History of Access to Justice Appropriations

When the Commission was created in 2005, the District was in a small minority of jurisdictions that did not provide public funds to address the civil legal needs of indigent residents. The Commission made its first priority the creation of a public funding stream for legal services, and in 2006 persuaded the D.C. Council to establish a landmark annual appropriation of public funds entitled the Access to Justice Program. Over the last five years, that program has infused over $15 million of urgently needed funds into the legal services network. Those funds have supported more than 30 lawyers who provide direct services to residents with acute legal issues. The program has enabled several legal services providers to establish or expand offices in the most underserved areas of the city, and more than doubled the number of attorneys working east of the Anacostia River.

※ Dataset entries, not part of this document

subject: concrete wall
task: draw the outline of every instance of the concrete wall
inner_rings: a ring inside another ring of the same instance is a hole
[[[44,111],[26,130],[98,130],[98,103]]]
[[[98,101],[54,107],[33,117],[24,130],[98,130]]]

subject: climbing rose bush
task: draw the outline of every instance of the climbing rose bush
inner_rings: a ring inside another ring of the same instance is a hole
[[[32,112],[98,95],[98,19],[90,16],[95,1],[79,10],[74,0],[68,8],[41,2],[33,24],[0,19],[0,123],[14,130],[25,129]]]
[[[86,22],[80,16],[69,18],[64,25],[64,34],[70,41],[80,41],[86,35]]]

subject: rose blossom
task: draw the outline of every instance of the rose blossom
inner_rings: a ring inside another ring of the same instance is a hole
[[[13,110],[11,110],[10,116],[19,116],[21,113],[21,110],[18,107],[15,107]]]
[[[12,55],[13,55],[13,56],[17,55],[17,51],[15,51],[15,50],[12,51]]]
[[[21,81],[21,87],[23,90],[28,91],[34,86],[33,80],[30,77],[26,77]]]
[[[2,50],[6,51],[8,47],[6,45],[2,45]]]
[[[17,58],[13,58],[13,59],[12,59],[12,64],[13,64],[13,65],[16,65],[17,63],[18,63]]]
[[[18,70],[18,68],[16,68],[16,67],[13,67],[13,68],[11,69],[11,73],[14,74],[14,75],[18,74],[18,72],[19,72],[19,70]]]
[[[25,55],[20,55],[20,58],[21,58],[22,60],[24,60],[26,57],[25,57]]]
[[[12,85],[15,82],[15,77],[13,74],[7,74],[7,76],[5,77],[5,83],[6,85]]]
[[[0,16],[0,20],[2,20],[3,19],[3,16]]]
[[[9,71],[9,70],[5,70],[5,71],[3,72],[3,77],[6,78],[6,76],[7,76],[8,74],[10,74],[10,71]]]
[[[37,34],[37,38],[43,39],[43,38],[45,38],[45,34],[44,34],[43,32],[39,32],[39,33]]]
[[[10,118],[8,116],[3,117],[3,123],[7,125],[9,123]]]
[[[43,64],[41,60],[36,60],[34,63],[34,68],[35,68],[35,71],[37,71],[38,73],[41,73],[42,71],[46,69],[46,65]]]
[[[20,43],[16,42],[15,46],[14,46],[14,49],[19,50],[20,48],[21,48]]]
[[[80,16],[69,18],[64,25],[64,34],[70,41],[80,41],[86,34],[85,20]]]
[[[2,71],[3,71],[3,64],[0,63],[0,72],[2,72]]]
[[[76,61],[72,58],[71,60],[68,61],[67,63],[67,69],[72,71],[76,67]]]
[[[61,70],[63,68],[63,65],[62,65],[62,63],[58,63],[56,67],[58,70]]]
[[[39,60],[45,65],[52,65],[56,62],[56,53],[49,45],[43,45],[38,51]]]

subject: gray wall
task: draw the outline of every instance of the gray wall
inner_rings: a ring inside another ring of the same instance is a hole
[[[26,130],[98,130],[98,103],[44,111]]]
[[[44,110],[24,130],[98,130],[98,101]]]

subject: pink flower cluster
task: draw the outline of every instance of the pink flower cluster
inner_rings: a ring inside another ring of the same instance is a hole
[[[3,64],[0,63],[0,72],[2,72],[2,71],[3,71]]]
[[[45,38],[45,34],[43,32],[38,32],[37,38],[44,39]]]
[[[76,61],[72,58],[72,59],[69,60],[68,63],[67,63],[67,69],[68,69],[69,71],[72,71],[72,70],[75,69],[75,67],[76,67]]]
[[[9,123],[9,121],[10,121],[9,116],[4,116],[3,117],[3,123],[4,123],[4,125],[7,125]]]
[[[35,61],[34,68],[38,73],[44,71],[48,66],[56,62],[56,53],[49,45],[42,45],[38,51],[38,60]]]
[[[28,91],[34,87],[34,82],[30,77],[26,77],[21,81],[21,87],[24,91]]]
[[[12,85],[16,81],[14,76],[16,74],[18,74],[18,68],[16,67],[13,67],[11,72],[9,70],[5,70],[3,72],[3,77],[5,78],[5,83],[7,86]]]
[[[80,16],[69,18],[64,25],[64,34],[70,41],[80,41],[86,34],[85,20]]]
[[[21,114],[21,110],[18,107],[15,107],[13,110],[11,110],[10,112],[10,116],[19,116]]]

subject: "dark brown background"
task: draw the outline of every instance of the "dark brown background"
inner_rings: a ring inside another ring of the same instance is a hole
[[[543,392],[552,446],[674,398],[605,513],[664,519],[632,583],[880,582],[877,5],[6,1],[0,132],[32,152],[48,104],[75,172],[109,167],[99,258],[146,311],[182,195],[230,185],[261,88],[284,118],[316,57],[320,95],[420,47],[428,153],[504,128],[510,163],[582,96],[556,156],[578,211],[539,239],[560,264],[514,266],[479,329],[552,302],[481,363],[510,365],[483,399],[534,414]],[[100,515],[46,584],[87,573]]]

Since 2009, the District's financial challenges have repeatedly imperiled these vital funds. Before the economic downturn, funding for the Access to Justice Program had climbed to $3.6 million for the fiscal year. In 2010, the program was twice slotted for severe funding cuts that would have undermined the important progress we had made in closing the justice gap. Mayor Fenty's proposed budget for fiscal year 2011 slashed the program to 50% of its fiscal year 2009 level. In response, the Commission mounted a community–wide campaign to preserve the funding. Because of these efforts, the Chief Judges of the D.C. Court of Appeals and the Superior Court, the President of the District of Columbia Bar, and twenty–five former Presidents of the District of Columbia Bar submitted letters urging the Council to preserve the funds. Group and individual letters were also submitted by nearly sixty different legal and non–legal organizations. In addition, the Litigation Section of the Bar, joined by nine other Bar sections, issued a public statement urging the Council to protect the program. Under the Commission's leadership, the District's legal community demonstrated its broad support for equal access to justice. This led the Committee on Public Safety and the Judiciary to take the unprecedented step of issuing a separate Committee Report on the importance of the Access to Justice Program. Most important, the Council restored the funding level to $3.5 million.

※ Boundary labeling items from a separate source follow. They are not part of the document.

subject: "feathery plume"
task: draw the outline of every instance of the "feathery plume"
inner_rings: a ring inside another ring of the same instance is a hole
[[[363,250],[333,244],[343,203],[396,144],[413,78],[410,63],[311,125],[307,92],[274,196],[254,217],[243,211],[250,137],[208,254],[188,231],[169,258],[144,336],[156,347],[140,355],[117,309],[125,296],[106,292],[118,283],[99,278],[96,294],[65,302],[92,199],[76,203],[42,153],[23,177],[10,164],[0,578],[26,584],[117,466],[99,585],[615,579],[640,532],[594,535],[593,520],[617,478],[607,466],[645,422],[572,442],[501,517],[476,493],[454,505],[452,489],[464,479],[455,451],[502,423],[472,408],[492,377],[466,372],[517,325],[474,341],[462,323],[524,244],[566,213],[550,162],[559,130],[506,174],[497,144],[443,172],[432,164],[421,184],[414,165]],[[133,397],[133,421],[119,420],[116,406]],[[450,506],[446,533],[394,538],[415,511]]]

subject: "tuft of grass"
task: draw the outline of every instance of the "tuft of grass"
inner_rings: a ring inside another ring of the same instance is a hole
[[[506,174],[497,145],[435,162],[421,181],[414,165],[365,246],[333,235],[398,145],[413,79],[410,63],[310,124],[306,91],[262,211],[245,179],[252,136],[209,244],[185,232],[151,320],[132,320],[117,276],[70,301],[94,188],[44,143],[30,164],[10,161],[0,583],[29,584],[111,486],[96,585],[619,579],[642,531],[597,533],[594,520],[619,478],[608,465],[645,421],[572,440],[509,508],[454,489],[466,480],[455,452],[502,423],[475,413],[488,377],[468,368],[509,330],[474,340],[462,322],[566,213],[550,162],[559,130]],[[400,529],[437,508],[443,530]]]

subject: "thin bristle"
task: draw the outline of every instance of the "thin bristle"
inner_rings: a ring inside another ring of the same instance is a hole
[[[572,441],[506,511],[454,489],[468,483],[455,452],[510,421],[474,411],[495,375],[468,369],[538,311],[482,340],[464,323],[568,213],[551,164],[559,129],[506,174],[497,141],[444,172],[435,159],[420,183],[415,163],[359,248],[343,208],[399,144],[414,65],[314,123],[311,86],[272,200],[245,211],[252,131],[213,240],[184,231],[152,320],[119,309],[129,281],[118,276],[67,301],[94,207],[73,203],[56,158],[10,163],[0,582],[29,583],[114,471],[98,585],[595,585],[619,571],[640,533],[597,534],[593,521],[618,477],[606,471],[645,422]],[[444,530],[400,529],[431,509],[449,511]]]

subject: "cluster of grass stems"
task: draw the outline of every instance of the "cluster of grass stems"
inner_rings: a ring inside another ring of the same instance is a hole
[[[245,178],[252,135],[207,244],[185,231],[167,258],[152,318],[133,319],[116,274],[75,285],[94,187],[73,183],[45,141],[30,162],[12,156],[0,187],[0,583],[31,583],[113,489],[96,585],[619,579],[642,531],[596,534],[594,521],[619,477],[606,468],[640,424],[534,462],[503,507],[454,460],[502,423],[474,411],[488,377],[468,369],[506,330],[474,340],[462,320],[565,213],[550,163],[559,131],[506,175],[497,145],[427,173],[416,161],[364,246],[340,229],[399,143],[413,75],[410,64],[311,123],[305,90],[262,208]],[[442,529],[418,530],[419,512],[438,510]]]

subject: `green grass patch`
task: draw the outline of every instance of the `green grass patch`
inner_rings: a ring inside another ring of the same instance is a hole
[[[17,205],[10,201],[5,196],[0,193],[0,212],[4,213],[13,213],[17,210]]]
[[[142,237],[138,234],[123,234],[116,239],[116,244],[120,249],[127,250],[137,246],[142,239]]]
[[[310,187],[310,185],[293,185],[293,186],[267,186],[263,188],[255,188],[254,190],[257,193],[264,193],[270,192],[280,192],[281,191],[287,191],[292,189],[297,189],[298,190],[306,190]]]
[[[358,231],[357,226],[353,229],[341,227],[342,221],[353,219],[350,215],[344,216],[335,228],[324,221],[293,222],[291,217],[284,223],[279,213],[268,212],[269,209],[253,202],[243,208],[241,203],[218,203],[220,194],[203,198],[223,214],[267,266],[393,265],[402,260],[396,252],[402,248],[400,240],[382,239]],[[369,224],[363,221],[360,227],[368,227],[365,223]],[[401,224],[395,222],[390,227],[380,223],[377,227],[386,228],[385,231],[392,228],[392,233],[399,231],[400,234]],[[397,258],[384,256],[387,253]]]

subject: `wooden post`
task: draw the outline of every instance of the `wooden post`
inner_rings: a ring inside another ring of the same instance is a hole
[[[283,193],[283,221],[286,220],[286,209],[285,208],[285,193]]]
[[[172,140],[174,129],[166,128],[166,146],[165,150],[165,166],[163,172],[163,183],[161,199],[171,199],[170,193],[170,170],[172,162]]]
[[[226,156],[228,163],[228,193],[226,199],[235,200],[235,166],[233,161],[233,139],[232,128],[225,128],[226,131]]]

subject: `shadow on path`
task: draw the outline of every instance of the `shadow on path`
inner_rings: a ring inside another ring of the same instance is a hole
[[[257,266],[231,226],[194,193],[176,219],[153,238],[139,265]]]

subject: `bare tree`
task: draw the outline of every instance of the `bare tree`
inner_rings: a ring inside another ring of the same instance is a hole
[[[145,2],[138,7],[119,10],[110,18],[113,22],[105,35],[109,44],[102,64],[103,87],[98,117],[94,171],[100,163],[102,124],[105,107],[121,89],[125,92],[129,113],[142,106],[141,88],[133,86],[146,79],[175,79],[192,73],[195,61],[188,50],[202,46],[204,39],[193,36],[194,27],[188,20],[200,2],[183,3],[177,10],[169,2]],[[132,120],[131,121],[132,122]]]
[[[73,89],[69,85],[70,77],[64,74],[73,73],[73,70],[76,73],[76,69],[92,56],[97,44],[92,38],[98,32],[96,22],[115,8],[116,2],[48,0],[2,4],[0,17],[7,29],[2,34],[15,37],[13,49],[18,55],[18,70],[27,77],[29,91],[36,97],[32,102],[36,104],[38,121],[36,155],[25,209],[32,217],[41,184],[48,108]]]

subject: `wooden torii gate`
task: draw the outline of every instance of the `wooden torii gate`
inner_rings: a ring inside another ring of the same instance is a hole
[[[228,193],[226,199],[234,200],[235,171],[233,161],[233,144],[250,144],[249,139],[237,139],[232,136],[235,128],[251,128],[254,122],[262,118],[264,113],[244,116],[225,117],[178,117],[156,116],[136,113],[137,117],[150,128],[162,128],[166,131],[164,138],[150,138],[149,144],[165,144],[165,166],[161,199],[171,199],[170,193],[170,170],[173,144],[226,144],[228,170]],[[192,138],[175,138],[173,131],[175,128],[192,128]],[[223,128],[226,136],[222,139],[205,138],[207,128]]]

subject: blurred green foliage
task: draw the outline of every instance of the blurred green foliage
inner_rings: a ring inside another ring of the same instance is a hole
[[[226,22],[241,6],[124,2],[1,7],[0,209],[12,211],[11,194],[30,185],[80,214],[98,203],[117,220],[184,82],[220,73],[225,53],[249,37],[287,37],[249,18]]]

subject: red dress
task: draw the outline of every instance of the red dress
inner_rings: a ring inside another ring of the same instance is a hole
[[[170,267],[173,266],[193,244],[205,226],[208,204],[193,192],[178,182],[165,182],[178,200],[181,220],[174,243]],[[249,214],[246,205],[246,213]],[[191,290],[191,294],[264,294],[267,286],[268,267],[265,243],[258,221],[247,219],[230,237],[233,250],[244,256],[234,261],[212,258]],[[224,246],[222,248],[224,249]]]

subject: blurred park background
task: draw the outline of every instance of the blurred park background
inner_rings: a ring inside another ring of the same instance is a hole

The Access to Justice Program was again threatened with drastic cuts in December 2010 when Mayor Fenty's Budget Gap Closing Plan proposed to cut the already–appropriated funding by more than 50%. The Commission again mobilized the legal community, persuading leaders in many legal spheres—including Stephen Zack, the President of the American Bar Association—to urge the Council to restore the funding. Again, as a result of these efforts, the Council restored most of the funding, to a level of $3.1 million for fiscal year 2011.

In 2011, the Commission's targeted advocacy with the Executive Branch helped to ensure level funding for the Access to Justice Program for fiscal year 2012. At the Commission's request, both Chief Judges of the District of Columbia Courts, the D.C. Bar President, and members of the Mayor's Transition Team sent letters to Mayor Gray urging him to preserve funding for the program. During Council budget negotiations, Councilmember Phil Mendelson, a longtime champion of the Access to Justice Program, succeeded in restoring funding to $3.2 million—the level at which the program was funded at its inception. In 2012, targeted advocacy with the Executive Branch again ensured level funding for the program for fiscal year 2013. During Council budget negotiations, Councilmember Mendelson again championed the program resulting in an increase in funding to $3.5 million.

Mayor Gray's fiscal year 2014 budget funded the program at $3.575 million and again Chairman Mendelson was again able to secure additional funds for the program, funding it at $3.75 million.

For FY 2015 targeted advocacy with the Executive Branch led to Mayor Gray proposing an increase in funding to $4.278 million. Councilmember Tommy Wells, then the Chair of the Committee on Public Safety and the Judiciary, and Chairman Mendelson, maintained that level which represents more than a half million dollar increase in funding.